9/10/2009

Colocando os pontos nos ii


Para que não se diga que sou um acrítico leitor do novo jonal i que refiro no meu último post, aqui vai o que se me oferece dizer muito brevemente sobre o tema de capa do dia de hoje: "O que os portugueses querem de Ferreira Leite."
Começo por lembrar que sondagens de opinião são formas muito antigas de influenciar a opinião pública. Já nos áureos tempos da civilização helénica, vários dos famosos oráculos faziam o favor de prever aquilo que algum poderoso lhes pedia.
Neste caso, o jornal é feito por pessoas inteligentes, que usam técnicas modernas para abordagens de temas que são de sempre. A orientação do periódico vai, embora de forma relativamente bem doseada, para a direita, favorecendo nomeadamente o PSD.
Nos tempos da guerra colonial, se, por volta da hora do jantar, Salazar aparecia a fazer um discurso aos microfones da rádio ou da televisão, já se sabia que no dia seguinte de manhã um jornal como o Diário de Notícias informava em grandes parangonas: "Angola está com Salazar!" Era extraordinário como no espaço de pouquíssimas horas tinha sido possível auscultar a opinião de uma amostra significativa da população angolana e fornecê-la assim, fresquinha e consoladora, a quem lia o jornal enquanto tomava o seu pequeno-almoço. Mas era assim mesmo!

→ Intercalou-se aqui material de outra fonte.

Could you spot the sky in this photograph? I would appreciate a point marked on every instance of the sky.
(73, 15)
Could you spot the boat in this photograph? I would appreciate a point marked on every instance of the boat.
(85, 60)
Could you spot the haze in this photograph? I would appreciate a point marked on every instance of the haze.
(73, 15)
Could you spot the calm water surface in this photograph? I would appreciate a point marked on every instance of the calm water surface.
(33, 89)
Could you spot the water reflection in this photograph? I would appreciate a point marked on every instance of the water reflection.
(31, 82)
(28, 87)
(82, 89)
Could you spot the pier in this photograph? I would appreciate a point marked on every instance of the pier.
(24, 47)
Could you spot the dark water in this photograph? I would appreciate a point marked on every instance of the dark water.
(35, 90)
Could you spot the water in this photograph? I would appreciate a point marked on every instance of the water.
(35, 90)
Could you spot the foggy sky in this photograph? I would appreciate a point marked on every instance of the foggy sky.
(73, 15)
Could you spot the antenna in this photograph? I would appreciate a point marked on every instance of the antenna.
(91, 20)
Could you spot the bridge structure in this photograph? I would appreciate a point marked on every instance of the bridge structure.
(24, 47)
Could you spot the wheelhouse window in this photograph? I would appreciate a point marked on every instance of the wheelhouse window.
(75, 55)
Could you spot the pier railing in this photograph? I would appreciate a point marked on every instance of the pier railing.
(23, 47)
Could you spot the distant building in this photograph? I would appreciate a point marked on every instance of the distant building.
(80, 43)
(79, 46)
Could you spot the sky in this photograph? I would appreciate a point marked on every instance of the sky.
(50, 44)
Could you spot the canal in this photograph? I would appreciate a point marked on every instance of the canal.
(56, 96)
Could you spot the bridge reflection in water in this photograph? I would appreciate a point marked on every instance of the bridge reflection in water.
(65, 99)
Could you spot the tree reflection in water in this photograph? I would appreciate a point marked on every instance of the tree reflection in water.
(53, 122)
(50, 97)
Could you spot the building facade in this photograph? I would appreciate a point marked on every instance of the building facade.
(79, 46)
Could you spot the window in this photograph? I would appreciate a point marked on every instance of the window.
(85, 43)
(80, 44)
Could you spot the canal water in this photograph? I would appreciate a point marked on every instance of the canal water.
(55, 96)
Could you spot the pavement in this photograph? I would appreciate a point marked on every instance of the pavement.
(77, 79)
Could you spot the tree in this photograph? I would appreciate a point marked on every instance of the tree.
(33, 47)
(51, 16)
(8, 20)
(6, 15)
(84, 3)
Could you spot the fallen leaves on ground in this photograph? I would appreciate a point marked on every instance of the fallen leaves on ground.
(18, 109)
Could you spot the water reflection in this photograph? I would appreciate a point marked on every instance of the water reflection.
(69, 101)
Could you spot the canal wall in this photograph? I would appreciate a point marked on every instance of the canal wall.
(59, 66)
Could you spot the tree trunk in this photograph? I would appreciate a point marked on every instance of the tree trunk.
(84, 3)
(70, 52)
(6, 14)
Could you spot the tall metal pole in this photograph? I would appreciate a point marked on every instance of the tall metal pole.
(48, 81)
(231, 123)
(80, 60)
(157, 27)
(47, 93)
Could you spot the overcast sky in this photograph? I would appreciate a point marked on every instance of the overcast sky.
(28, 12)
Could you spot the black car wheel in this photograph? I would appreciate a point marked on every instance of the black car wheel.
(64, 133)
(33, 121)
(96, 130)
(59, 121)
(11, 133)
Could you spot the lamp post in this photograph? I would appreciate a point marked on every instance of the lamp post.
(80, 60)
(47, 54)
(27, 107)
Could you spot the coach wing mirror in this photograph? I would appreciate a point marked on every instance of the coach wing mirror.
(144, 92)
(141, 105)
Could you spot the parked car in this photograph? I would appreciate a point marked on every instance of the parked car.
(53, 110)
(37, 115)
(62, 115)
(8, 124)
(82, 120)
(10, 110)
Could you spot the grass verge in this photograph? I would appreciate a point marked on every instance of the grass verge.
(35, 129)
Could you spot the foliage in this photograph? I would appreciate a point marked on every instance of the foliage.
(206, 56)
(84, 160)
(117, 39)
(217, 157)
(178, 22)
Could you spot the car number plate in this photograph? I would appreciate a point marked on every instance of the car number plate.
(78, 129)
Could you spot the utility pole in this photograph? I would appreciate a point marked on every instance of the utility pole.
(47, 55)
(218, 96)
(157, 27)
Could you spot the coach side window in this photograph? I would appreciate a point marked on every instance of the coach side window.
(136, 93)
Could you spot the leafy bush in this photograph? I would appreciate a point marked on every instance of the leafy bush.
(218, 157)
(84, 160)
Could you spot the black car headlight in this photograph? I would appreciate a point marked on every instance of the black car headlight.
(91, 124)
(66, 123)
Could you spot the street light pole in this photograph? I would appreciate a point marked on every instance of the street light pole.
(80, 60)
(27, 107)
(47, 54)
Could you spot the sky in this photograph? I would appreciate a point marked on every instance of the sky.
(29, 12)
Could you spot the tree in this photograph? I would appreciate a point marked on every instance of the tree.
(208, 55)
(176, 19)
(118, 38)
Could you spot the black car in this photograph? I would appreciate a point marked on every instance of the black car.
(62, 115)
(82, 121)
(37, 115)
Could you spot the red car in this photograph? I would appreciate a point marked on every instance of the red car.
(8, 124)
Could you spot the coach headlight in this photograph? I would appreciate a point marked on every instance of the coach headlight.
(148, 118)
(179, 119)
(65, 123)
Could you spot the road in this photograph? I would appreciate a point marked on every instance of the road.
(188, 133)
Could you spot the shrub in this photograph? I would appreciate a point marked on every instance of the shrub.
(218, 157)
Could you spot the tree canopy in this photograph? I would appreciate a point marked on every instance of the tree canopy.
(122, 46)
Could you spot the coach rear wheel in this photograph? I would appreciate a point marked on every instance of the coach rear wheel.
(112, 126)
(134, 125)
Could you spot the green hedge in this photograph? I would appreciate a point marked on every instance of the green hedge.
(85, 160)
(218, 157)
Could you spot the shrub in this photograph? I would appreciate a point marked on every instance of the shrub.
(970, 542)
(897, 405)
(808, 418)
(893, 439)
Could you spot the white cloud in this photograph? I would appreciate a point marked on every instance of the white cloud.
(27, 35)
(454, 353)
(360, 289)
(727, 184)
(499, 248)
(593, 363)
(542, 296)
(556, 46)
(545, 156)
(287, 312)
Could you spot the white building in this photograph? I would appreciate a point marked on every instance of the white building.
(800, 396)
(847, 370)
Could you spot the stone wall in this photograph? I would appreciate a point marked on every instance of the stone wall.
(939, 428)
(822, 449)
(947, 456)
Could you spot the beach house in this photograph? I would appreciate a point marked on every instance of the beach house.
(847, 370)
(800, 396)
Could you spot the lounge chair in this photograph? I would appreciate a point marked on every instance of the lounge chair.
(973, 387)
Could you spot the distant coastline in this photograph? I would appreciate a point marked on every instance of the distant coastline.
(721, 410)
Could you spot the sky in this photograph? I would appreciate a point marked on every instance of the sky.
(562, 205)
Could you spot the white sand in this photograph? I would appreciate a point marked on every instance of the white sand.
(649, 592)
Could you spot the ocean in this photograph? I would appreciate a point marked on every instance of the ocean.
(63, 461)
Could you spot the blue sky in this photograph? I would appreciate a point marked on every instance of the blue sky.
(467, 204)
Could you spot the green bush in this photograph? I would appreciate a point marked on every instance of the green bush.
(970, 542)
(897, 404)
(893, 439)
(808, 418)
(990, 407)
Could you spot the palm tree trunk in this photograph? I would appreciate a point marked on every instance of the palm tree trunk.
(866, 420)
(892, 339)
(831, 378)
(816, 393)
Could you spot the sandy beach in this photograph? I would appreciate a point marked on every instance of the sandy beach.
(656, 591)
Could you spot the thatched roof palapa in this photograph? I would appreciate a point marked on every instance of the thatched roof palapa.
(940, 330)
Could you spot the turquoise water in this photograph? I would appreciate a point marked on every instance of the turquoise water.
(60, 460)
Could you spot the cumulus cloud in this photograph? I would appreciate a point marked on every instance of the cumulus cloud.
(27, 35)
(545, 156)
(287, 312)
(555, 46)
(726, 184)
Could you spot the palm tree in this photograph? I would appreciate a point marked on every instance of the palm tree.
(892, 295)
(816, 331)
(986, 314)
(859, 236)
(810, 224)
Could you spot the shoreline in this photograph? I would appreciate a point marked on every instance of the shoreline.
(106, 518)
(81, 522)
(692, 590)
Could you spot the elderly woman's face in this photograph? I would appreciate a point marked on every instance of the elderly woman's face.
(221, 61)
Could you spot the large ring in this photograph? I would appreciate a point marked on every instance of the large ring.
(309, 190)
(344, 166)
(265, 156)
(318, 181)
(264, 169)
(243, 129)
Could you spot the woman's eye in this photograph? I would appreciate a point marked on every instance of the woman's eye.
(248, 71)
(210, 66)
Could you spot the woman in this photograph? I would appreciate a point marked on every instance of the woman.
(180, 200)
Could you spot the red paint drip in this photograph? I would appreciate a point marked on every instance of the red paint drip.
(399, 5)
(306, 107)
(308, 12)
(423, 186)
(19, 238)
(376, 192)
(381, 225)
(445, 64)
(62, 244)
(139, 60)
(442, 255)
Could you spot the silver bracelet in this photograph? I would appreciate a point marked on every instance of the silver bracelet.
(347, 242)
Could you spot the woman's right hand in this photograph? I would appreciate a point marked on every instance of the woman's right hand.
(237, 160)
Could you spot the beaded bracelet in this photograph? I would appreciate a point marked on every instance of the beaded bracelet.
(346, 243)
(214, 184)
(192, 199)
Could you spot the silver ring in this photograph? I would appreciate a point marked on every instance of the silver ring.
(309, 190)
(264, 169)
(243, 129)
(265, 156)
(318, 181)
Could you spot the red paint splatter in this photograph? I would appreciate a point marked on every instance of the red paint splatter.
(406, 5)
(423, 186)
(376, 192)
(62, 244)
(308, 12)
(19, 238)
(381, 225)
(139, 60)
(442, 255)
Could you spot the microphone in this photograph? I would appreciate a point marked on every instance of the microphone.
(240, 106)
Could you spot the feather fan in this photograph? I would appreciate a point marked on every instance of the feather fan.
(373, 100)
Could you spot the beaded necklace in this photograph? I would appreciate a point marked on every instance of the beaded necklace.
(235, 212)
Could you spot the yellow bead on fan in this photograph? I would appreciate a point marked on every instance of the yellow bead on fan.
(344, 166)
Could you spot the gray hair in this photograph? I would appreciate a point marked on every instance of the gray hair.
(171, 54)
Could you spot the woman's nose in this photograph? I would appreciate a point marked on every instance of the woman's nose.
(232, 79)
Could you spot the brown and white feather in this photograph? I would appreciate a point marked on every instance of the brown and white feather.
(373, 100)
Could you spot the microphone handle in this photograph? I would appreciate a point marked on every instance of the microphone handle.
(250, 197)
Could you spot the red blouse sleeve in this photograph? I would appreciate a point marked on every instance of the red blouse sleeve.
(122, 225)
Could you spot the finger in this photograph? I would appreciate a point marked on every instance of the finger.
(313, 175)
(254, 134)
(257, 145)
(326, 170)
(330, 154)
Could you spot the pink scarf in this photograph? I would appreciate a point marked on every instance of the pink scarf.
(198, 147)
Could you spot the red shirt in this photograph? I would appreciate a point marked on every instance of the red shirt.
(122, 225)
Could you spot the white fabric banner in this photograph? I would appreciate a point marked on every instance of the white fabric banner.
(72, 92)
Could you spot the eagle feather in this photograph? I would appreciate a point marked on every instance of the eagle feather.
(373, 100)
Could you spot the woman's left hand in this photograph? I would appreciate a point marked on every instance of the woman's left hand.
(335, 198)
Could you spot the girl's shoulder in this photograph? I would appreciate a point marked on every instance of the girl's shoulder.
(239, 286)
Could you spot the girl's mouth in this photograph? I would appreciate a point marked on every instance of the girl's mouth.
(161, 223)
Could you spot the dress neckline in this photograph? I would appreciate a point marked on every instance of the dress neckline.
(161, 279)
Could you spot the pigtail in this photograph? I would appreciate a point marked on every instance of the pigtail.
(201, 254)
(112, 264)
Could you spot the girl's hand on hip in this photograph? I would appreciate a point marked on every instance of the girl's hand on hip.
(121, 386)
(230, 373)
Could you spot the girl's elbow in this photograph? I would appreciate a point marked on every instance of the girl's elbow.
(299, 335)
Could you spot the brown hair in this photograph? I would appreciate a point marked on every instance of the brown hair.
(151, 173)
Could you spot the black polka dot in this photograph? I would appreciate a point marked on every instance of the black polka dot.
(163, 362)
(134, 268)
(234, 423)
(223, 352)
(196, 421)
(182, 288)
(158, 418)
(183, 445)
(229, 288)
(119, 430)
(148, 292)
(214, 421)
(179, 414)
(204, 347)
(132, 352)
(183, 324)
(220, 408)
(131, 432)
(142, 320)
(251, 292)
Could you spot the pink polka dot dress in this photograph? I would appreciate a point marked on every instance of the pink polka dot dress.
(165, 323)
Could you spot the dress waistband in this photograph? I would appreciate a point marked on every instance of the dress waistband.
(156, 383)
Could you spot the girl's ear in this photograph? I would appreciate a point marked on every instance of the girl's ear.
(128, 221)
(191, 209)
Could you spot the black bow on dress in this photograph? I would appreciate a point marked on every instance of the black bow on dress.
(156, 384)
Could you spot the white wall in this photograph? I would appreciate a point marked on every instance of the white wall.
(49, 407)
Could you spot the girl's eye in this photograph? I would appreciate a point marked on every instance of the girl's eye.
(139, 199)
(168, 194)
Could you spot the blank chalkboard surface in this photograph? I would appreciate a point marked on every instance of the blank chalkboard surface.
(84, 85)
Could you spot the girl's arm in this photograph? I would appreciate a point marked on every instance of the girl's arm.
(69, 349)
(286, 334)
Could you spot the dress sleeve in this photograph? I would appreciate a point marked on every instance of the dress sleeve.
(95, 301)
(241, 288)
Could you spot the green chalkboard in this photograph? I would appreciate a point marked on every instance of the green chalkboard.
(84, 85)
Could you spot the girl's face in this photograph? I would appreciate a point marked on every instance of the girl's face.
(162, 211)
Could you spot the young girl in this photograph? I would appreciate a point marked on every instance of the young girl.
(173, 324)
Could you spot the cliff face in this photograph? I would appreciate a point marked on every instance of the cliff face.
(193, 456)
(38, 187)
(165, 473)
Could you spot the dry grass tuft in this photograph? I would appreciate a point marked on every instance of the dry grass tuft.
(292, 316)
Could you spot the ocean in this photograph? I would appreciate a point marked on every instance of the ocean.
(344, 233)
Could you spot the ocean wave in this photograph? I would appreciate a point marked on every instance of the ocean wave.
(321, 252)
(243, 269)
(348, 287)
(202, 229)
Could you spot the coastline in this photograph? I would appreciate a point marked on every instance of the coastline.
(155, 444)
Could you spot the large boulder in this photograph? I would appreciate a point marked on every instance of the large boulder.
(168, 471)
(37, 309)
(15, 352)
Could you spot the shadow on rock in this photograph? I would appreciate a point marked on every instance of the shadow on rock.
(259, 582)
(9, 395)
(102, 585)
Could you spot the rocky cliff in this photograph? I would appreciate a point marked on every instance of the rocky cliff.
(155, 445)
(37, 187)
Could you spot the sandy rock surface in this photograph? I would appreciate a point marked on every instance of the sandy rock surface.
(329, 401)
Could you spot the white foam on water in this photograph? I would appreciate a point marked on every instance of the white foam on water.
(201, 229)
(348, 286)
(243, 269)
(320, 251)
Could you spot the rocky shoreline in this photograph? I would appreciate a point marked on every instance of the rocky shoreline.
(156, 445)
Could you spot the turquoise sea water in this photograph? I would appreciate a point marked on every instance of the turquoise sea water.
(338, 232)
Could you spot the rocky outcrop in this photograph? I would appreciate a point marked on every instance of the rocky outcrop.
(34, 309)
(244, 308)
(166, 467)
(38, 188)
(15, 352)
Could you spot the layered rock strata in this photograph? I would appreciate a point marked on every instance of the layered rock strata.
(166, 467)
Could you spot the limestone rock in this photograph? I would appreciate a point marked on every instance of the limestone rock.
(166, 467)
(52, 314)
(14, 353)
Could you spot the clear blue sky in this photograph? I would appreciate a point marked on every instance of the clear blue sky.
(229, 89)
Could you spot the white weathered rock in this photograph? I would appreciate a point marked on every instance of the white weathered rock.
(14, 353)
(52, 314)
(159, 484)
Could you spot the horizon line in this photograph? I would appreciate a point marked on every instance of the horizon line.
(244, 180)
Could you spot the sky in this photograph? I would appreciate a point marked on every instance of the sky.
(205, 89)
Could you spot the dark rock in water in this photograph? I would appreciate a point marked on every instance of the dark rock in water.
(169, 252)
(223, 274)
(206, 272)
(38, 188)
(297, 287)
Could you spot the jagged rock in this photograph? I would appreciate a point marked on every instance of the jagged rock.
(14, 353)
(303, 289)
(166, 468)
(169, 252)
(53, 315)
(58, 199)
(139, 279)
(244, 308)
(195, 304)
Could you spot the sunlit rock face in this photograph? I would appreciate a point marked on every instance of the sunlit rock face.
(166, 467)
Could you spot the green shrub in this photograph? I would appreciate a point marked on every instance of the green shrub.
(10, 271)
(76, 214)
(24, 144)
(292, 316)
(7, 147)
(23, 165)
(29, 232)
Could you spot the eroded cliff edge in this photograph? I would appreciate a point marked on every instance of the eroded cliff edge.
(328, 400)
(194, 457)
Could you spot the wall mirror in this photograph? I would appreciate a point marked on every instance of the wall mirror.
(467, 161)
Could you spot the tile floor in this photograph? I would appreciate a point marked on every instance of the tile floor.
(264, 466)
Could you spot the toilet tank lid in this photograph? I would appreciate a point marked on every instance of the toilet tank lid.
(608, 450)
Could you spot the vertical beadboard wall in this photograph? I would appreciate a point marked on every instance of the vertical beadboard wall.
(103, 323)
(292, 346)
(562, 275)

Os tempos são outros, as firmas de sondagens em Portugal ficaram um pouco desacreditadas após o fracasso das previsões dos resultados das últimas eleições europeias. Talvez por isso e porque este tipo de entrevistas-blitz ao povo é menos científico mas mais facilmente manipulável, o i apresenta-nos, como se vê na foto de capa, um altifalante (empunhado por alguém do povo) a gritar os desejos da população do país. Para amenizar o realce dado a MFL, é anunciado que no dia seguinte o jornal publicará o mesmo tipo de questionário rápido sobre aquilo que os portugueses querem de Sócrates.
Permito-me fazer aqui uma breve citação de um politólogo estudioso do tema - Francis Szpiner - no seu livro Les Moutons de Panel. "A utilização das sondagens para substituir a decisão política dá ao povo a impressão de que está sempre a ser consultado. O poder relaciona-se com as sondagens como um tóxico-dependente (há quem encomende sondagens todas as semanas) e como traficante (introduzindo na opinião pública os temas que lhe interessam). As sondagens indicam ao poder o que deve fazer a seguir e, se as manipularem, servem para extrair da opinião pública o que querem impor-lhe."
Ora, o que faz aqui o i de uma assentada? Ao restringir (aparentemente) a MFL e ao actual primeiro-ministro a dita consulta popular, está a excluir todos os restantes candidatos. Temos assim "O Combate dos Chefes", à boa maneira de Astérix e Obélix. Muito mais do que uma short-list, é já um apuramento para a final. Democrático? Nem por isso! Jornalístico? Sim.
Depois, no texto, o jornal apresenta, em quatro páginas, fotos de 20 potenciais eleitores, cada um deles segurando uma ardósia onde escreveu com a sua própria letra a mensagem do que queria ou não queria que MFL fizesse. Mais uma vez: é uma abordagem mediática e assume aspectos de credibilidade. Contudo, ter 20 pessoas a representarem vários milhões de votantes é praticamente igual a zero! Adiante.
Em maior detalhe, nota-se que um dos textos que acompanham a reportagem diz: "Fernanda, que não quis revelar o seu nome "por ser funcionária pública", é rápida na resposta. Pega na ardósia e deixa um recado a Manuela Ferreira Leite: "Não faça agora o mesmo que fez quando esteve no governo" como ministra." Supunha eu, como leitor, que essa Fernanda que não se queria identificar por ser funcionária do Estado - o medo instaurado por Sócrates! - , não aparecesse nas fotos por razões óbvias. Estava enganado. Aparece! E com idade (58 anos) e local de trabalho (Leiria). Entretanto, o texto que ela escreveu na ardósia é que não bate exactamente certo com o que o jornal refere: "Quero que faça aquilo que não fez." Admitamos que parece haver aqui alguma manipulaçãozinha, ou será apenas o meu céptico cartesianismo a funcionar?
Quanto ao resto, a técnica foi a de fazer o cotejo entre os pedidos e o que está no programa do PSD. Daqui resulta uma informação bastante positiva do programa, como se vê, por exemplo, na comparação entre o pedido de aumento das pensões mínimas de uma senhora com 77 anos, da Maia: "Faremos uma revisão das pensões de velhice do regime não contributivo apoiada numa visão completa do rendimento e património do agregado familiar dos idosos, para poder aumentar o apoio aos mais carenciados." "Está escrito", acrescenta o jornal.
O i como opinion-maker? O que é que se podia esperar?